Apapun yang Terjadi, Itulah yang Terjadi
Tentunya, dan pastinya kita pernah merasa bahwa semua rencana yang telah direncanakan sedemikian rupa diluluh lantakkan oleh semesta yang tak pernah kita kira sebelumnya. Dan ironisnya, apa yang disebut kenyataan itu adalah ilusi yang menyakitkan. Kita berjalan di dunia yang amat nyata adanya, namun kita seakan tak merasakan kehidupan itu—seperti penonton yang terjebak di kursi bioskop, menatap layar hidup yang terus memutar cerita yang tak diinginkan. Pada akhirnya, setelah semua itu terjadi, kita hanya bisa menghela napas dan berusaha untuk melupakannya.

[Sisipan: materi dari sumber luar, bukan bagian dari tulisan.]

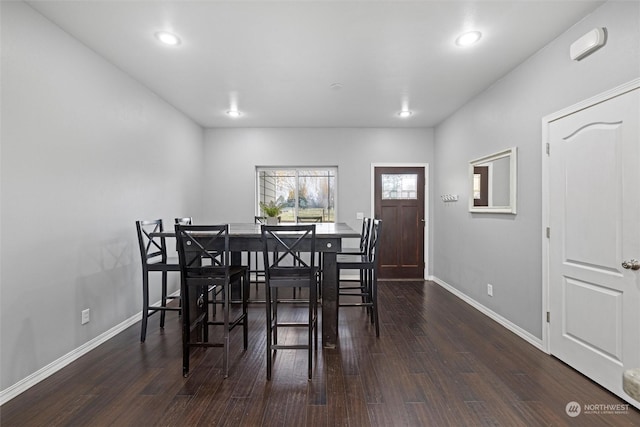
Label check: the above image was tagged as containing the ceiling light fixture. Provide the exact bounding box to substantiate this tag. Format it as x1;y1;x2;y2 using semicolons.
155;31;181;46
398;110;413;118
226;109;242;118
455;31;482;47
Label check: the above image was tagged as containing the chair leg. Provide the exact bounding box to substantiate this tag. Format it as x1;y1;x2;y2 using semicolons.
223;282;230;378
309;282;317;380
371;271;380;337
265;284;273;381
140;269;149;342
253;252;260;294
182;286;190;377
201;287;209;343
243;270;249;350
160;270;168;328
365;269;373;321
273;288;278;347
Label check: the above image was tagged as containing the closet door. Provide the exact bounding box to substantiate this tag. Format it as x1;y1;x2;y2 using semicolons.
548;86;640;405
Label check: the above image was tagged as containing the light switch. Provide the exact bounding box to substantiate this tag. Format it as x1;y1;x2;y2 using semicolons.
356;212;364;220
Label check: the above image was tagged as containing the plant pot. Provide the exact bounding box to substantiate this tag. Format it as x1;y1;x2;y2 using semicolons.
266;217;279;225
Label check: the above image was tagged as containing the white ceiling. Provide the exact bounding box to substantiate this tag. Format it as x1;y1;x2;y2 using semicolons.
27;0;604;128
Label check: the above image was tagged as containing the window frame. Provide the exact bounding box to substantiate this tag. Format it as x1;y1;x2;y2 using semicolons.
255;166;338;223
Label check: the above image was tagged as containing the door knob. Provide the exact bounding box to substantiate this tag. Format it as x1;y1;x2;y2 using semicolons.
622;259;640;270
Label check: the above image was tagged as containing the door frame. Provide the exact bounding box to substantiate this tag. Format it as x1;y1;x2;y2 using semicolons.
541;77;640;354
371;163;429;280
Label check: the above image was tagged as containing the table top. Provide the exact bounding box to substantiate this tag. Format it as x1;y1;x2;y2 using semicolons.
227;222;359;237
153;222;360;239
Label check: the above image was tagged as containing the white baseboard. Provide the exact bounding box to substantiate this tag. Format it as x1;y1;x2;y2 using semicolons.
0;291;178;405
429;276;544;351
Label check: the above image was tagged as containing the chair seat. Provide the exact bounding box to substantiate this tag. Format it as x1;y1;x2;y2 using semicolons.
337;248;366;255
268;266;318;287
184;265;247;277
146;258;181;271
337;253;370;269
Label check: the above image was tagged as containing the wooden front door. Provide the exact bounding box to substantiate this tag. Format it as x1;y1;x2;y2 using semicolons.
374;166;425;279
548;85;640;406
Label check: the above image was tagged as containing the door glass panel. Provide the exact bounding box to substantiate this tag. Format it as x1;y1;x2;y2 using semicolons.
382;174;417;199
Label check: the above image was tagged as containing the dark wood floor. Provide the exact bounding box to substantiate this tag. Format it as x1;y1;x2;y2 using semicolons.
2;281;639;426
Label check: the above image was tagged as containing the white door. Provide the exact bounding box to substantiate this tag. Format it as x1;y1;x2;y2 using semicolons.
548;85;640;405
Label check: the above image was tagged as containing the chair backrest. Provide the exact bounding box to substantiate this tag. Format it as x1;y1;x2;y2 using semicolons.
261;224;316;286
175;225;231;278
297;216;323;223
136;219;168;266
359;217;372;253
175;217;193;225
367;219;382;263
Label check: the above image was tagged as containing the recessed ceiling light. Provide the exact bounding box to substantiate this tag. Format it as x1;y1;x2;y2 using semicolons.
226;110;242;118
398;110;413;118
155;31;181;46
455;31;482;47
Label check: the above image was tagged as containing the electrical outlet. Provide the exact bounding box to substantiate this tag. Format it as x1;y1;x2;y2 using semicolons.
487;284;493;297
81;309;90;325
356;212;364;220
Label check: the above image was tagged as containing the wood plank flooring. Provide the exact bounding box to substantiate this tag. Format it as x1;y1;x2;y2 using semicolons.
2;281;639;426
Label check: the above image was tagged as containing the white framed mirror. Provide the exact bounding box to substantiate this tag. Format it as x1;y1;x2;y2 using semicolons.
469;147;517;214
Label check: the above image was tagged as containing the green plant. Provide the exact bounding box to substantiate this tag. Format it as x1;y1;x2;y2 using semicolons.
259;200;283;217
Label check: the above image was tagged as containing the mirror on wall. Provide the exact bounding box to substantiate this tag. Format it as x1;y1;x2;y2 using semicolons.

Naas, lingkaran belenggu itu sangat tak mudah untuk dipecahkan. Harapan yang selalu menjadi pasak menerjang esok hari kini hanya sebatas menjadi omongan mentah belaka. Semakin lama, semakin meredup, bahkan hampir hilang ditelan bayang-bayang takdir. Entahlah, mungkin memang Tuhan tidak adil, mungkin Tuhan tak menginginkan hidup ini lurus mulus, atau mungkin Tuhan menginginkan hidup salah satu hambanya menderita—setelah puas membuat hidup orang lain bahagia. Entahlah, jikalaupun kita mengetahui itu semua, takkan mengubah jalan hidup kita yang sudah lama membusuk ini.
Terus terang saja, muak sudah hidup ini terus kuratapi. Hilang sudah rasa percayaku pada harapan yang selama ini terus dipupuk dan dijaga baik-baik. Karena apapun yang terjadi, itulah yang terjadi. Kita tak bisa mengubah, tak bisa pula menentukan hasil sesuai apa yang kita inginkan. Yang bisa kita lakukan hanyalah berusaha untuk bisa menjadi yang terbaik versi hidup kita. Walaupun terkadang kemampuan maksimal kita adalah kemampuan minimal-nya orang lain, namun setidaknya, kita tak lagi menyesal dengan apa yang sudah dilakukan oleh diri kita sendiri.